NTFR 2020/2414 - Hof legt werkzaamheden schuldhulpverlening strikt uit

ECLI:NL:GHARL:2020:5437, datum uitspraak 14-07-2020, publicatiedatum 24-07-2020
Aflevering 35, gepubliceerd op 27-08-2020 met annotatie van mr. P.F. Zijlstra
Belanghebbenden zijn werkzaam op het gebied van financiële administraties, zij treden voor hun cliënten ook op als bewindvoerder. Naar aanleiding van een boekenonderzoek zijn aan belanghebbende naheffingsaanslagen omzetbelasting opgelegd. De rechtbank heeft geoordeeld dat de diensten die belanghebbenden verrichten voor hun cliënten zijn vrijgesteld van omzetbelasting op grond van art. 11, lid 1, onderdeel f, Wet OB 1968. De inspecteur heeft hoger beroep ingesteld. Het hof is van oordeel dat de term ‘schuldhulpverlening’ strikt moet worden uitgelegd. De werkzaamheden van belanghebbenden zijn niet te kwalificeren als schuldhulpverlening in strikte zin. Niet gesteld of gebleken is dat belanghebbenden meer hebben gedaan dan administratieve werkzaamheden die inherent zijn aan het beheren van het budget van de desbetreffende cliënt. In dit opzicht concurreren belanghebbenden met andere administratiekantoren. De werkzaamheden die erop zijn gericht om cliënten uit een onoplosbare schuldsituatie te halen en te voorkomen dat ze terugvallen, worden door derden uitgevoerd, zoals gemeenten en kredietbanken.

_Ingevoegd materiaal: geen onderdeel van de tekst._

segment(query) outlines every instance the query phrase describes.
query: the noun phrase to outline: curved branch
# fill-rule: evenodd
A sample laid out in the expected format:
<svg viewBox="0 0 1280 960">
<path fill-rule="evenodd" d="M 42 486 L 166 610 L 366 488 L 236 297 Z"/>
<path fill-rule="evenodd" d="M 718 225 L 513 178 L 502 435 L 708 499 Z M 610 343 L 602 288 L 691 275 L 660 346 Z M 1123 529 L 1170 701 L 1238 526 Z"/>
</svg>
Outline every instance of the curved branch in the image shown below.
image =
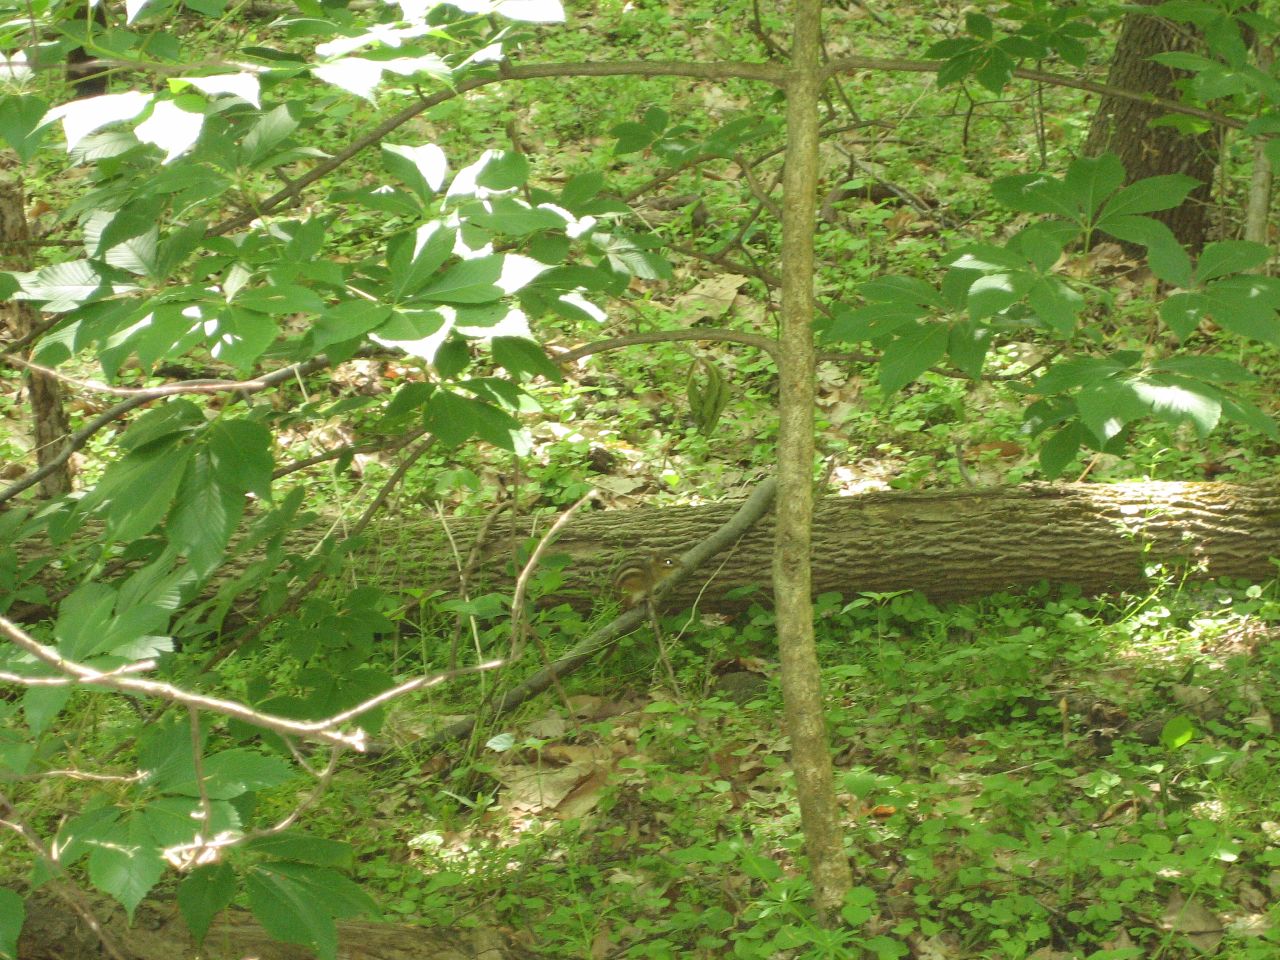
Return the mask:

NTFR 2020/2416 - Beantwoording Kamervragen btw-verlaging Duitsland en België

Aflevering 35, gepubliceerd op 27-08-2020
Staatssecretaris Vijlbrief van Financiën stuurt de Tweede Kamer een brief met antwoorden op Kamervragen over de btw-verlaging in Duitsland en België. De Duitse regering is van plan om het algemene btw-tarief voor de rest van dit jaar te verlagen van 19% naar 16% en de btw op groente en fruit te verlagen van 7% naar 5%. Daarnaast zijn er berichten over een btw-verlaging voor de horeca in België. De staatssecretaris gaat onder meer in op de vraag wat de kosten voor de schatkist zijn, als Nederland ook vanaf juli tot en met het einde van dit jaar, het algemene btw-tarief zou verlagen met 3%-punt (wordt 18%) en het lage btw-tarief zou verminderen met 2%-punt (wordt 7%).